National Medical Ethics Committee of the Republic of Slovenia approved the protocol of the PREDICT-D study.
Reducing possible bias
Data was collected by several people in both studies. In the PREDICT-D study researchers were trained to minimize interviewer bias. Moreover, the diagnosis of depression or anxiety disorder could be perceived as stigmatising for patients and to allow patients to provide an honest account of their symptoms we made it known to them that this information would not be passed on to their practice staff. However, they were informed that the interviewer would contact their family physician if he/she were worried about their safety (e.g. suicidal plans). In the SCS study practically no patients refused participation but in the PREDICT-D study 20% refused to participate.

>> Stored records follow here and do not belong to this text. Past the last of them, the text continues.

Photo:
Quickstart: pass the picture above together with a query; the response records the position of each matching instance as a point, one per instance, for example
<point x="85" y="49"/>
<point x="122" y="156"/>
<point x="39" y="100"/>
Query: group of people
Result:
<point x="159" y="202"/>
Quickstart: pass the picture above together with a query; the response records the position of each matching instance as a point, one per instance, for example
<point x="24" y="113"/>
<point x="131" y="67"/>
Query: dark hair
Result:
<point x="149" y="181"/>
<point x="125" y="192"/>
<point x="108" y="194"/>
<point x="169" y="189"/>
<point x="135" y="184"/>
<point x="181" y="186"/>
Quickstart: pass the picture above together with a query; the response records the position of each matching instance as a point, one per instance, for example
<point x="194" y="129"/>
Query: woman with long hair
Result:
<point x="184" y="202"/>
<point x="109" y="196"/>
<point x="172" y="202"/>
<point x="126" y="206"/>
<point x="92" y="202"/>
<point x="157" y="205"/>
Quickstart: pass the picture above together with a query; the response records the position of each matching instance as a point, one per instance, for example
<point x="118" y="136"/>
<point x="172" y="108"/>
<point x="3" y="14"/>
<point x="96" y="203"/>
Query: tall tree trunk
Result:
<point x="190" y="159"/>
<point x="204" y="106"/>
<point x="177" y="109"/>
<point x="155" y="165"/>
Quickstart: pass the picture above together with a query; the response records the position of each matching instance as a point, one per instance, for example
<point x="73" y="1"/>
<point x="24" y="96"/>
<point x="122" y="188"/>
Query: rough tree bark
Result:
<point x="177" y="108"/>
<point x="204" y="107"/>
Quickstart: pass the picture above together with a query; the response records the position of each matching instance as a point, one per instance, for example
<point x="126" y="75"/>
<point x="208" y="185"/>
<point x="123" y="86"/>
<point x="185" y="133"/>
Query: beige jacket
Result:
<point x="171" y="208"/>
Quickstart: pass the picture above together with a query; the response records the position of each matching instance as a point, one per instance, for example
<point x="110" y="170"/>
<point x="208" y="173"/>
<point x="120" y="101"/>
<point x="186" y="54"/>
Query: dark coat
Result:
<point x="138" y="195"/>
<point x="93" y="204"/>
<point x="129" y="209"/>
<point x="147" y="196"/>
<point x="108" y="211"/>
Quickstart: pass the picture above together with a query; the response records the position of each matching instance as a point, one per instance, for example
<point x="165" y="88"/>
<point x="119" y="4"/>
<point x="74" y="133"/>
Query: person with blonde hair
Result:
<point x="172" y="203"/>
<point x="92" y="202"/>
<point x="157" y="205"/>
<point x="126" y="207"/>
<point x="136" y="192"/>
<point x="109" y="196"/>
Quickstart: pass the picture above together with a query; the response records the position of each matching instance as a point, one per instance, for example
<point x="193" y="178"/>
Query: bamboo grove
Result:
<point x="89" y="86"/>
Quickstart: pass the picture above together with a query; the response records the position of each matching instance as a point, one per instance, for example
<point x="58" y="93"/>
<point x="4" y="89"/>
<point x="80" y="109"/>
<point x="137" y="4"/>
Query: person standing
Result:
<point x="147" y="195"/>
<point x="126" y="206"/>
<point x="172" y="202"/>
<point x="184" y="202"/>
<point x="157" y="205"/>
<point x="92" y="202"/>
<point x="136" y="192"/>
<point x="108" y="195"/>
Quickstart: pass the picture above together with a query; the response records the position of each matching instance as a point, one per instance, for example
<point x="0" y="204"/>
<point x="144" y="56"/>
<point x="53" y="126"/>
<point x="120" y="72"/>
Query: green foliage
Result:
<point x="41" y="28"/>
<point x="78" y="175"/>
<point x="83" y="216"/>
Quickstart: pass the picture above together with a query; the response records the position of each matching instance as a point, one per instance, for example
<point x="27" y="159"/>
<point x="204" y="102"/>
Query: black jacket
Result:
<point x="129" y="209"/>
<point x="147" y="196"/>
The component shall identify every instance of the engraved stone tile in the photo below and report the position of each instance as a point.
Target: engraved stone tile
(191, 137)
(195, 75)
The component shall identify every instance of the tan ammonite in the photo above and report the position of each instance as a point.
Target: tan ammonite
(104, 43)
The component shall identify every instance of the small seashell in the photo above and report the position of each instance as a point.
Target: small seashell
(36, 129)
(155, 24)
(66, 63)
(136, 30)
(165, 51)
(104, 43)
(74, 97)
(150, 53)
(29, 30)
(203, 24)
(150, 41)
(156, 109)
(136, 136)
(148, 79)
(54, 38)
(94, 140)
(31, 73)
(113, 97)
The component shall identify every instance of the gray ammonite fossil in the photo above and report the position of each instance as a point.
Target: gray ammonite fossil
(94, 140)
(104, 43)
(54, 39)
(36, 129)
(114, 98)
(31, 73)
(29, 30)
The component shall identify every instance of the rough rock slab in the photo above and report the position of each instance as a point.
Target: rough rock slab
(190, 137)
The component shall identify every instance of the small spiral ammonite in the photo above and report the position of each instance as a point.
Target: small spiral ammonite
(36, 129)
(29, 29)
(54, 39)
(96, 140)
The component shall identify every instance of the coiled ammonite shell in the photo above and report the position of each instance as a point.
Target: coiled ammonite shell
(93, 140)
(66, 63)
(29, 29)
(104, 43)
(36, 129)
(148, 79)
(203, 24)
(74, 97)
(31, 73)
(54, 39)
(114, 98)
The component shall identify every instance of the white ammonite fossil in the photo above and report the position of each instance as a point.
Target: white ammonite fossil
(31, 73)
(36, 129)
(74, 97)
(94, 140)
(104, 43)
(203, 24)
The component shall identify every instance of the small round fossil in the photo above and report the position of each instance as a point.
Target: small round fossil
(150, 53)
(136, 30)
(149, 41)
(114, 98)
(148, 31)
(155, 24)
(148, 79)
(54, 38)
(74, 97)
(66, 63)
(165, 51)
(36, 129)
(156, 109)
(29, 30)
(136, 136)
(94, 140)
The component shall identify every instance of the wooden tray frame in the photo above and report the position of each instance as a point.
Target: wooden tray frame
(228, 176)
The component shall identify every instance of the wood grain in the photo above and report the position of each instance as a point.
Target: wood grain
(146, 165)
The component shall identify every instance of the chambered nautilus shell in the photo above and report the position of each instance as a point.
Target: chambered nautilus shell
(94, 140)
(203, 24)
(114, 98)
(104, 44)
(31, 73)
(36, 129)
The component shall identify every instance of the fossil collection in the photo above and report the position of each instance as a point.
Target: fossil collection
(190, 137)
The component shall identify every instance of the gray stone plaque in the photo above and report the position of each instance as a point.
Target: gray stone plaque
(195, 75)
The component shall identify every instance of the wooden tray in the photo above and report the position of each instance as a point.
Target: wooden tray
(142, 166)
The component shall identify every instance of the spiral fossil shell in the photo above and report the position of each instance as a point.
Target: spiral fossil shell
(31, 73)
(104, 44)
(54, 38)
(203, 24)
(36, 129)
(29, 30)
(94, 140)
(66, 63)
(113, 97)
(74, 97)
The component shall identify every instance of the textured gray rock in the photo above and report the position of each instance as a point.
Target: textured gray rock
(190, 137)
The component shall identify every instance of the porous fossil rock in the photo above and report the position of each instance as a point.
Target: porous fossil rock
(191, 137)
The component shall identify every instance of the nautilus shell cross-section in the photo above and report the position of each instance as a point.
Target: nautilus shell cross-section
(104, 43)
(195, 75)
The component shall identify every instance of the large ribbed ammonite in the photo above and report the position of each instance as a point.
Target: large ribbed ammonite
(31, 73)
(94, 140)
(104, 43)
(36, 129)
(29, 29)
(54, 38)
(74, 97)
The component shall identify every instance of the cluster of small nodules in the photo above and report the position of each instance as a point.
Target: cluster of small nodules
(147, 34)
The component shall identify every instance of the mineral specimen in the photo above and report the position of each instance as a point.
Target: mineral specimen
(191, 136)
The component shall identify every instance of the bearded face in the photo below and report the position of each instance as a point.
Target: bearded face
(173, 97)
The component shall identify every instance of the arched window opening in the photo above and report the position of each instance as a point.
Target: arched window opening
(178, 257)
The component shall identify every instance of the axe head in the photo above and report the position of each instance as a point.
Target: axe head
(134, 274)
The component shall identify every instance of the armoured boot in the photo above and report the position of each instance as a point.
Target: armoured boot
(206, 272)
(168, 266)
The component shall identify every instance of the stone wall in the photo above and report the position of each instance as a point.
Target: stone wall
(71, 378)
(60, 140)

Similarities and differences between studies
Both studies sampled primary care attendees over the same time period. The essential difference between the two studies was that in the first family physicians were asked to note all the diagnoses of the participants, which included depression and/or anxiety, and in the second study diagnoses of depression and anxiety disorders were ascertained using standardised diagnostic interviews by research interviewers. Both studies report cross-sectional data. The PREDICT-D study was a part of a larger prospective study done in six European countries to develop a valid and reliable instrument to predict future episodes of depression. In this paper we report the baseline Slovenian data.
Statistical analysis
Data were analysed using SPSS for Windows version 16. Logistic regression was used to determine the effect of demographic factors on detection of depression and anxiety separately in both datasets.